The Python CSV module can’t distinguish between a NULL value and an empty string.

Let’s say we have a CSV file with 3 columns a,b,c. First column contains a non empty string, second column contains a NULL and the third column contains an empty string:

a,b,c
some string,,""

Let’s write a simple Python script to read the CSV file:

from csv import DictReader
row_list = list(DictReader(open('csv_file', 'r')))
print(row_list)

This is how row_list looks like:

[{'a': 'some string', 'b': '', 'c': ''}]

Well, fuck… Notice that both b and c are the same now. As far as Python is concerned, these 2 columns are no different, even though they clearly are in the CSV file.

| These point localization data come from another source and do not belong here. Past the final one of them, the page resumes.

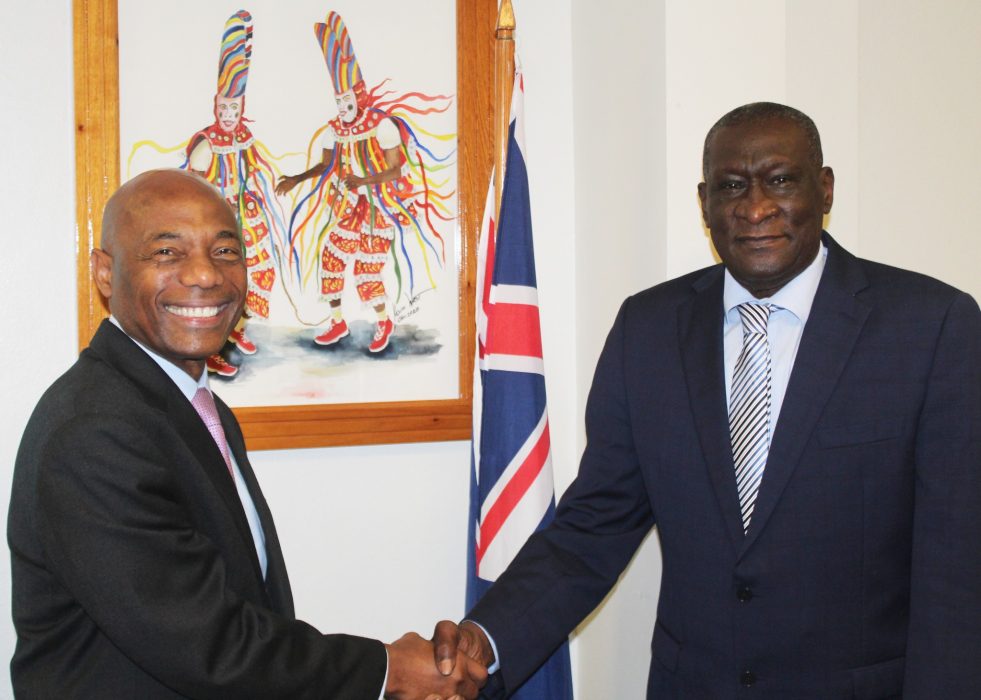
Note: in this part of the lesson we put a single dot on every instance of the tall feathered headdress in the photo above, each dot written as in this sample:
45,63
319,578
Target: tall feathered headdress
236,52
342,63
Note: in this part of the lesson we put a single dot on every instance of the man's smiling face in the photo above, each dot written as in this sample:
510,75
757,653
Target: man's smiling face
171,266
764,199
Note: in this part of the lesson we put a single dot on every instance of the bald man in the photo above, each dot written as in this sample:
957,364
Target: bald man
145,561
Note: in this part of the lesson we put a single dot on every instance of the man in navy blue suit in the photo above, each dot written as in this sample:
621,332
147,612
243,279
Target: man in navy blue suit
830,549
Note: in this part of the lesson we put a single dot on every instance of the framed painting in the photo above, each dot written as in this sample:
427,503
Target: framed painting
359,323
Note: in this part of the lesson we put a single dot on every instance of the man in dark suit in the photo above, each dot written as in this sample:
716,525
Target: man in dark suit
820,533
145,561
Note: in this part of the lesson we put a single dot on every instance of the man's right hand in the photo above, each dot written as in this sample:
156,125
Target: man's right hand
412,675
450,640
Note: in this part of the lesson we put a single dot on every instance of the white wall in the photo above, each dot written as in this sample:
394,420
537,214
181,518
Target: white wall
617,105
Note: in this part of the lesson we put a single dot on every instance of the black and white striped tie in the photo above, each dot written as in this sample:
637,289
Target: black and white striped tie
749,406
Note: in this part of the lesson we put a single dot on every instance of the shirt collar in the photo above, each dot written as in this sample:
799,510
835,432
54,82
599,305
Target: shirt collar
796,296
184,381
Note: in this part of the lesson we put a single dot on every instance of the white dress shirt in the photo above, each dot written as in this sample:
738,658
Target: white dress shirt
784,330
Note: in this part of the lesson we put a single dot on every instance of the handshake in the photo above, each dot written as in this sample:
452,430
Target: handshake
451,666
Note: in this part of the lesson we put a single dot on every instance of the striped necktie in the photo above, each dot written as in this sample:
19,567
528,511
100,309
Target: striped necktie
749,406
204,404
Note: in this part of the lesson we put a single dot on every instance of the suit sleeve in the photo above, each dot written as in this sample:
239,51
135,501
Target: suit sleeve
116,534
944,643
564,571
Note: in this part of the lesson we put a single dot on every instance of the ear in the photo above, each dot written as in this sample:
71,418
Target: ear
101,263
702,194
828,186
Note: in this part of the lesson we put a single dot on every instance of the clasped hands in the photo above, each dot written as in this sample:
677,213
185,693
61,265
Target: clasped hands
450,666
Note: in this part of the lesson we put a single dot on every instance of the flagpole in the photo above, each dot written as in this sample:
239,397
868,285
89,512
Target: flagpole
503,85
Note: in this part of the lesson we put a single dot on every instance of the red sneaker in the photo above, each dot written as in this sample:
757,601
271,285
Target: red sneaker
242,343
382,333
218,365
335,331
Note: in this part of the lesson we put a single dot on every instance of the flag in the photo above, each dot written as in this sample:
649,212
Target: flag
511,489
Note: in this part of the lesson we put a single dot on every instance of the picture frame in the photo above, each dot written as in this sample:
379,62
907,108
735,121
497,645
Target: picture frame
97,164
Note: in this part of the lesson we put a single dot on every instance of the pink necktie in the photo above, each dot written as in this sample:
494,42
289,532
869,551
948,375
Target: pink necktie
204,404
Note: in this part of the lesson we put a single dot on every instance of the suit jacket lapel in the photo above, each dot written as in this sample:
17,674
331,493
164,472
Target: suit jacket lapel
700,333
834,324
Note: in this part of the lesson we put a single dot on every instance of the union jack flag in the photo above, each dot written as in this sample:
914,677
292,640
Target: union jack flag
511,489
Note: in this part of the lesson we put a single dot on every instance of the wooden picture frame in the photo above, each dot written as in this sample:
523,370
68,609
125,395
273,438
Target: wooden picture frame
97,165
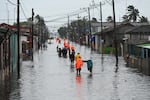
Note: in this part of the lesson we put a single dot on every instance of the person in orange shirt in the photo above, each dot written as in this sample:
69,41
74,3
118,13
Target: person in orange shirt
78,65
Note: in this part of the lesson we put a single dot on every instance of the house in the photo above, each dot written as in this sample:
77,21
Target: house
138,44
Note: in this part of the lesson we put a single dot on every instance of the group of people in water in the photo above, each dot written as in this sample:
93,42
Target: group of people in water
70,50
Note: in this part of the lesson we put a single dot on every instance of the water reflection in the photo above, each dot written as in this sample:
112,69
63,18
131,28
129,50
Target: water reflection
72,67
115,83
79,87
9,86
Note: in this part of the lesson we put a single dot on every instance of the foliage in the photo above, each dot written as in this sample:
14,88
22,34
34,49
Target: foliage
143,19
133,13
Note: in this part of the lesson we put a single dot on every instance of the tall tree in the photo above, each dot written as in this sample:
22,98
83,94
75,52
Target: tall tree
143,19
125,18
133,13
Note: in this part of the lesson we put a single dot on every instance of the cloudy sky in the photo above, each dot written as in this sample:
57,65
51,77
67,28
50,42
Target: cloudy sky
52,9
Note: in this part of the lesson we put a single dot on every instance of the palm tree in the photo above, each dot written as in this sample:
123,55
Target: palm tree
143,19
132,13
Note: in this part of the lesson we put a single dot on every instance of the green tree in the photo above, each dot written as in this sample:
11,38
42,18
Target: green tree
133,13
143,19
125,18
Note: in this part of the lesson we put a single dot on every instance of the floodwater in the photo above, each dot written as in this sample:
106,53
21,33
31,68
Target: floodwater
54,78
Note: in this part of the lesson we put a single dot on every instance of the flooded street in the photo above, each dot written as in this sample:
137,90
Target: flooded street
54,78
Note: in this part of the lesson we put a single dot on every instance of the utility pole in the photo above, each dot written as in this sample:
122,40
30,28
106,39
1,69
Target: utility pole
32,32
90,27
18,37
101,30
68,29
115,36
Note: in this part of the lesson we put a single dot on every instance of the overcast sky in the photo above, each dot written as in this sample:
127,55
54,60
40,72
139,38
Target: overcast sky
51,9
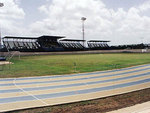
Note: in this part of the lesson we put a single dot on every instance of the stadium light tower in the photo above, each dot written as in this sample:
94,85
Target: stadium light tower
1,5
83,20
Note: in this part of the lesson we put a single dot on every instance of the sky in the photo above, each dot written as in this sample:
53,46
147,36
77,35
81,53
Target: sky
120,21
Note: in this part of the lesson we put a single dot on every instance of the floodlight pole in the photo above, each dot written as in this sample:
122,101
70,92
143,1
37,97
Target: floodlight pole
1,5
83,31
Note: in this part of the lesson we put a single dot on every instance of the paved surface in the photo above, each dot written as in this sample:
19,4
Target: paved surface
139,108
21,93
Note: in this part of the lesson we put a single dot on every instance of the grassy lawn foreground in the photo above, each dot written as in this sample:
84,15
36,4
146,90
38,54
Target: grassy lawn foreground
67,64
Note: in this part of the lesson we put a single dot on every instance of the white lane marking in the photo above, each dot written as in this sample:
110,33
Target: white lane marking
14,82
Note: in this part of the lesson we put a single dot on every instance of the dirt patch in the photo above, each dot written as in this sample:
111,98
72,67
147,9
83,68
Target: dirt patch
96,106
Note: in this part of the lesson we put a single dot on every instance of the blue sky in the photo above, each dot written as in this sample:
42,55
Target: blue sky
121,21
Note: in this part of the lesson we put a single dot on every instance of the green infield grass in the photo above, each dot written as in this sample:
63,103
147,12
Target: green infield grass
69,64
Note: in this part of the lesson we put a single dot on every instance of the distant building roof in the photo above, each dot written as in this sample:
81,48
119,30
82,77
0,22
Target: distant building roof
52,37
73,40
98,41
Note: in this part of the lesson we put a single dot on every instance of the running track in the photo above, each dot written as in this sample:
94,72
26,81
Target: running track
22,93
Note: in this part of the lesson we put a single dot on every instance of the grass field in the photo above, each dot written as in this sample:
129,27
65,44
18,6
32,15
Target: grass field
67,64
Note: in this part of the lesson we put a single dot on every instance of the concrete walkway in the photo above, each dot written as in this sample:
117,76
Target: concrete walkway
139,108
22,93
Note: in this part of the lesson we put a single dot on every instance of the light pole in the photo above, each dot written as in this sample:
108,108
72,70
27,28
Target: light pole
83,19
1,5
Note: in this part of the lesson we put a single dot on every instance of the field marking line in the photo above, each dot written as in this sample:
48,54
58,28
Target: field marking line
14,82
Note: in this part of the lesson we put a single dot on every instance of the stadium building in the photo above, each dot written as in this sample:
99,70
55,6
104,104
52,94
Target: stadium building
50,43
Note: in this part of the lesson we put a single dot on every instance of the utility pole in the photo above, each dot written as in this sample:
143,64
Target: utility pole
83,20
1,5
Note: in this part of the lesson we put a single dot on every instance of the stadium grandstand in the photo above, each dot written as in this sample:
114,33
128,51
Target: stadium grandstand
50,43
43,43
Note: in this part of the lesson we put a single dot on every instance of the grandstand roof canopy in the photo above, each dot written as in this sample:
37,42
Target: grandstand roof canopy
12,37
44,36
73,40
98,41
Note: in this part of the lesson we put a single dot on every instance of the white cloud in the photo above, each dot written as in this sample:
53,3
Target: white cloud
11,15
145,6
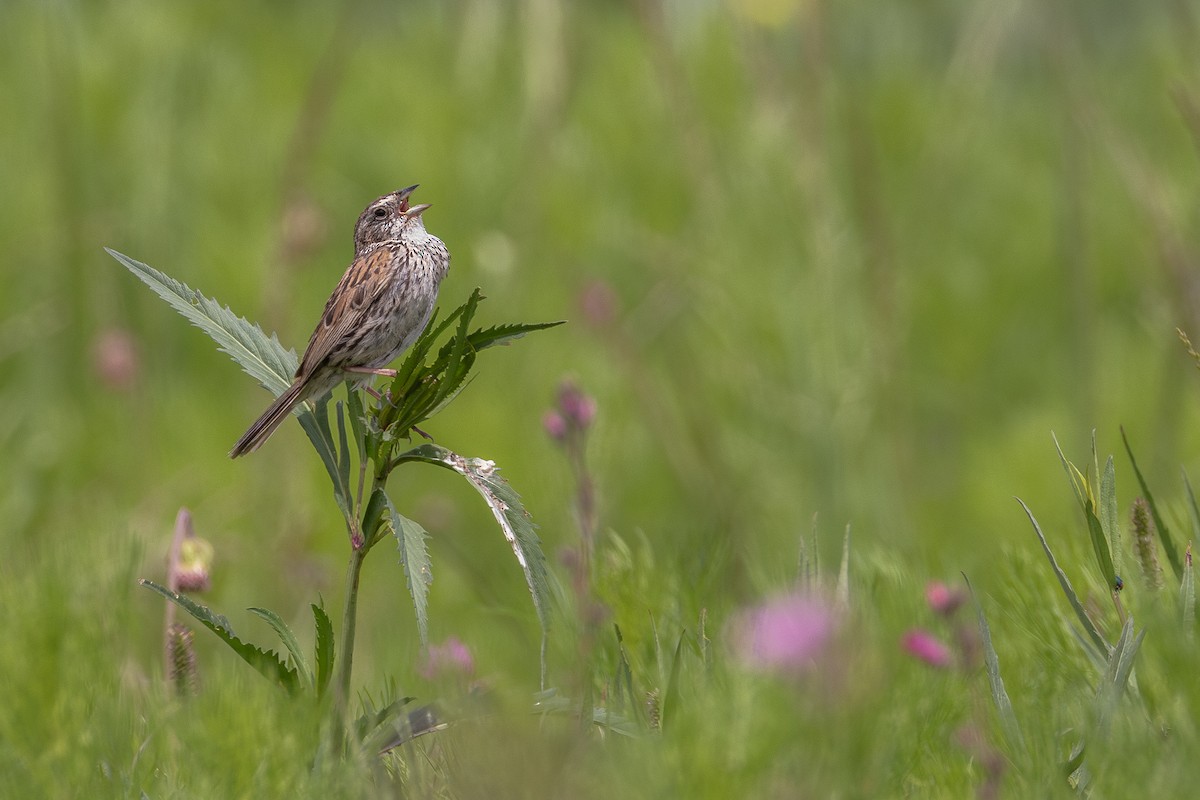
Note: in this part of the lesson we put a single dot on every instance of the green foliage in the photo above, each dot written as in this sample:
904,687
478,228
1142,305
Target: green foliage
864,282
269,665
419,391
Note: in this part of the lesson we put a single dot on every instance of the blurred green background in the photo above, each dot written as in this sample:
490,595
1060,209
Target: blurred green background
825,264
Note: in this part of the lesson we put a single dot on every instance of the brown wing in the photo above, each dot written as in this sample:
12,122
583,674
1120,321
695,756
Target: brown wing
363,283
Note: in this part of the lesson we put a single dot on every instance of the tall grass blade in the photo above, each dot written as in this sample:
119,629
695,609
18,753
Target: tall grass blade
1164,534
1102,647
999,695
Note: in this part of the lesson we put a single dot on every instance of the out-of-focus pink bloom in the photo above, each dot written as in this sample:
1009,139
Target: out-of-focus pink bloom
114,356
449,657
598,302
576,408
942,599
555,425
924,645
787,633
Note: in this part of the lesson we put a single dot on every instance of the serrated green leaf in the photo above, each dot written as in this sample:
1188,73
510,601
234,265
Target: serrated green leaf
999,693
325,651
262,356
259,355
504,335
509,513
289,642
1102,647
1164,534
414,555
269,665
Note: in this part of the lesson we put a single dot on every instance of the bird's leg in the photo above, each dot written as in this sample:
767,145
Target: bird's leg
371,371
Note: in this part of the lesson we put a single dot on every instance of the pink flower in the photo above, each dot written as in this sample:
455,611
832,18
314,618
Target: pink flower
555,425
924,645
942,599
577,408
114,356
449,657
785,633
598,301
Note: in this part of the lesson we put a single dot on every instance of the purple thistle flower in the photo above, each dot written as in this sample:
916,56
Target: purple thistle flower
787,633
449,657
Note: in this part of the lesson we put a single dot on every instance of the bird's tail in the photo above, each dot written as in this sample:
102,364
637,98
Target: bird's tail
264,426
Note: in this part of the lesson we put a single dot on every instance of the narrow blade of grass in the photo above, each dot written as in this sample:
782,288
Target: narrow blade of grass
1102,647
999,695
1164,534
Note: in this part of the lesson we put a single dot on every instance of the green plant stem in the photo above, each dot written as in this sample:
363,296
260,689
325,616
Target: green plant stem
349,621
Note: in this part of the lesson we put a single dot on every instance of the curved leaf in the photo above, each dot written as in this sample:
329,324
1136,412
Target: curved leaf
269,665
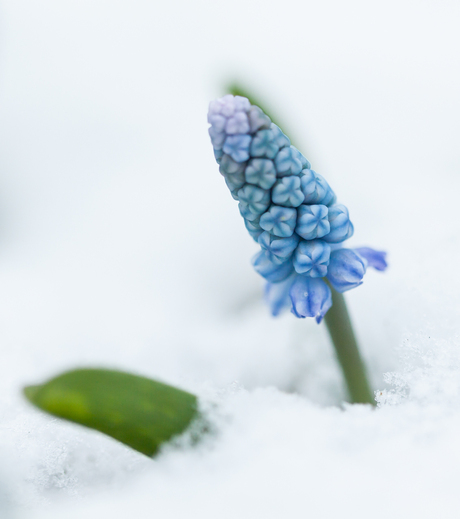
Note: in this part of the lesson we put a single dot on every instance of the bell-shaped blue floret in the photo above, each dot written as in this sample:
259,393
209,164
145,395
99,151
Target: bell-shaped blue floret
257,119
217,121
288,208
312,258
315,189
254,198
277,249
312,221
253,228
346,269
288,161
277,295
238,123
374,258
237,146
310,297
264,144
235,182
287,192
261,172
341,227
272,272
217,138
228,166
279,221
281,139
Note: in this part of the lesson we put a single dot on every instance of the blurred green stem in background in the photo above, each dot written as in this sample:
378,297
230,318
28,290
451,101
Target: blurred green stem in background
337,318
346,348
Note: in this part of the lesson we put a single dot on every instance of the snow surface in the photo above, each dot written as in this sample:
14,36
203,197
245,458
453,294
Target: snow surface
120,246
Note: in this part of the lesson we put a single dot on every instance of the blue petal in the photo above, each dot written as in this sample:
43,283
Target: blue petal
261,172
287,192
279,221
257,119
237,146
315,189
269,270
277,249
277,295
312,258
374,258
346,269
310,297
341,227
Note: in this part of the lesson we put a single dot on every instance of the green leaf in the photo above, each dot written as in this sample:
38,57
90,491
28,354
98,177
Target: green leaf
136,411
238,89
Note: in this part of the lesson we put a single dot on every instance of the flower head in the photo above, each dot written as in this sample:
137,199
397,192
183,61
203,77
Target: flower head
288,209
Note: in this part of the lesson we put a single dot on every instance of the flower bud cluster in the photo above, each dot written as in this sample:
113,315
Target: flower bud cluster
288,209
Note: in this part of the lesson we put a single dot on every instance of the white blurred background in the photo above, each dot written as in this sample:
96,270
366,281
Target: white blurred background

If we write row_list to another CSV file:

from csv import DictReader, DictWriter

row_list = list(DictReader(open('csv_file', 'r')))

writer = DictWriter(open('csv_file_processed', 'w'), fieldnames=['a', 'b', 'c', ])
writer.writeheader()
writer.writerows(row_list)

The result CSV file looks like this:

a,b,c
some string,,

Both b and c columns are now NULLs, even though c started out as an empty string.

This issue is currently being discussed here

My personal experience with this issue

I worked on a service that reads CSV files, processes the data, writes the processed data to other CSV files and copies these processed files into Postgres.

The Postgres model had NOT NULL defined for column c, it expected a (non)empty string. After the files were processed, Python tried to insert a NULL into a NOT NULL column.

Postgres doesn’t like that.

Copy exception for table: null value in column "c" violates not-null constraint

This specific Postgres issue is mentioned in the thread above here.

Solutions

The CSV parsing functionality in Python is written in CPython. Unfortunately I couldn’t just override a method to parse the CSV the way I wanted to. I had to come up with something else.

Update the Postgres model

Remove the NOT NULL option from the Postgres model.

While this solution works, it wasn’t feasible for me because we would have to change many models, and then change the transformations and queries for those models.

FORCE NOT NULL

A quick and dirty fix is to update the copy sql with the FORCE NOT NULL option for the needed columns. This will forcefully insert an empty string instead of a NULL for the specified columns.

COPY table (a, b, c) FROM stdin WITH CSV HEADER DELIMITER as ',' FREEZE FORCE NOT NULL c;

This approach comes with a few disadvantage:

  1. You need to manually specify which columns to FORCE NOT NULL on. It’s not dynamic.

  2. This is not a solution to the parsing problem, it’s a workaround. You’re still changing the input data that you receive, and then trying to change it back using hacky techniques.

Use an intermediary Postgres

Instead of parsing the data with Python, you can copy the input file in an intermediary Postgres table, process the data, then export the table as a CSV. As opposed to Python, Postgres does distinguish between NULL and empty string in CSV files. This way the integrity of the data is maintained.

Fix the Python CSV module

In my opinion, the Python CSV module should be able to distinguish between NULL and empty string, because they are different types. To me this would be the most optimal solution.